GloucesterTimes.com, Gloucester, MA

Lifestyle

February 9, 2011

Tastes of our Cape: Valentine's chocolate, wine and love

This year, celebrate Valentine's Day with a little nuance.

Wine and chocolate are the classic accompaniments to the romance of Feb. 14. But why not spend a little time figuring out what it is about chocolate and what it is about wine that makes each one the perfect (or imperfect) partner for the other?

Chocolate, like love, comes in a wide variety of shapes, sizes, flavors and compositions. Wine, also like love, comes in a wide variety of intensities, textures, flavors, and characteristics.

Putting them together, like love, sometimes works and sometimes doesn't.

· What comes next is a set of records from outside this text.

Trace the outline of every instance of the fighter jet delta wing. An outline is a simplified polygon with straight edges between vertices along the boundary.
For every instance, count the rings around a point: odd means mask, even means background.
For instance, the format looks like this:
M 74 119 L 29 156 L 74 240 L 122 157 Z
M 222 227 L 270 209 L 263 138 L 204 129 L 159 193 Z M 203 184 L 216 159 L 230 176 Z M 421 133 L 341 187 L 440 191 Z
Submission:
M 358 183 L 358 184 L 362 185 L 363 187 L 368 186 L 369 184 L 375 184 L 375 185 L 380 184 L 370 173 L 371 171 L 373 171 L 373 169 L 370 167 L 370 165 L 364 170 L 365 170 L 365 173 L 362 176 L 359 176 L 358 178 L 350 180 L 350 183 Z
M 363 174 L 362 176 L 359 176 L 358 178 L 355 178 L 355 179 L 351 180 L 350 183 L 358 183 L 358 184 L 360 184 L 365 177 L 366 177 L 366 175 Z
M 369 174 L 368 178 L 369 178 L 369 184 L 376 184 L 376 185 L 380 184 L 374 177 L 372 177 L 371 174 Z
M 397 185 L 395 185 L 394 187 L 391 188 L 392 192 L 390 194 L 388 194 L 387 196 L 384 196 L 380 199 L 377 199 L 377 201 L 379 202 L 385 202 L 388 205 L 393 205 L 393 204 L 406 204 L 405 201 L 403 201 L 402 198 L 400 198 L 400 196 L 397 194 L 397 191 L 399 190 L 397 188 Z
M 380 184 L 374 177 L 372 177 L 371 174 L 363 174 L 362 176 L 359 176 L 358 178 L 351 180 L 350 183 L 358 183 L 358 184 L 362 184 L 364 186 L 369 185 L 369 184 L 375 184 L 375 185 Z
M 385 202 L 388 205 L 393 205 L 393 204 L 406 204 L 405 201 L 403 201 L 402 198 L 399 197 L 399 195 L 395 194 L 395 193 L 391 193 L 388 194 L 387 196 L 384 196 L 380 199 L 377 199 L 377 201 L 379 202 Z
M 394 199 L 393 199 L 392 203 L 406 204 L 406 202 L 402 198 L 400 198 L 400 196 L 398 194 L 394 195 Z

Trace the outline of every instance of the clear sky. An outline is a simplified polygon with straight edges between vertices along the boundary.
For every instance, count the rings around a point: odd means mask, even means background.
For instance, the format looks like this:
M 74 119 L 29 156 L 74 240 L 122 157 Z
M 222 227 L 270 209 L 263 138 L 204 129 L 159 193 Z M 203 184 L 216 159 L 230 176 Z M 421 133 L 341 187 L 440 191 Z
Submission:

This year, see what does it for you.

Try this. Go to a chocolate shop — or the specialty chocolate section of your local grocery — and choose four or five flavors that appeal to you in some way. Maybe it's the salted caramel chocolate. Maybe it's the darkest chocolate available. Maybe it's white chocolate. The specific varieties don't matter. What matters is that there's a range of different samples.

Then go to a wine shop — or take a good look at the bottles you have at home - and, just like with the chocolates, choose four or five different "flavors" that appeal to you for some reason. I'd suggest a bottle each of something sparkling, white, red, and a fortified wine such as port or cognac. Specific brands don't matter. Again, what matters is that there's a range of samples.

Then go home and set up the tasting. You can arrange it so that the chocolate is your fixed point and you taste through the wines one by one with the "fixed" chocolate. Or you can arrange it so that the wine is your fixed point and you taste through the chocolates one by one with the "fixed" wine.

Either way is completely fine. Just make sure there are enough portions of chocolate and enough wine glasses ready for the number of your guests.

What is usually the curveball for me when I do this tasting is the white chocolate and the white wine.

Partly it's because of preconceived notions, such as white chocolate isn't "really" chocolate or that (as you see in so many popular images of wine and chocolate pairings) the wine has to be red and the chocolate dark.

But what often ends up happening with the white wine and white chocolate in the tasting is exactly what's so entertaining about curveballs: you just never know.

Maybe you take a pass and wait for a better pitch. The pairing could completely strike out. Or you could — almost by pure chance — hit a home run with the perfect combination.

You never know unless you try.

And if you're wondering about the baseball metaphor, remember that Valentine's Day this year is also the day that Boston Red Sox pitchers and catchers report for spring training. Play ball!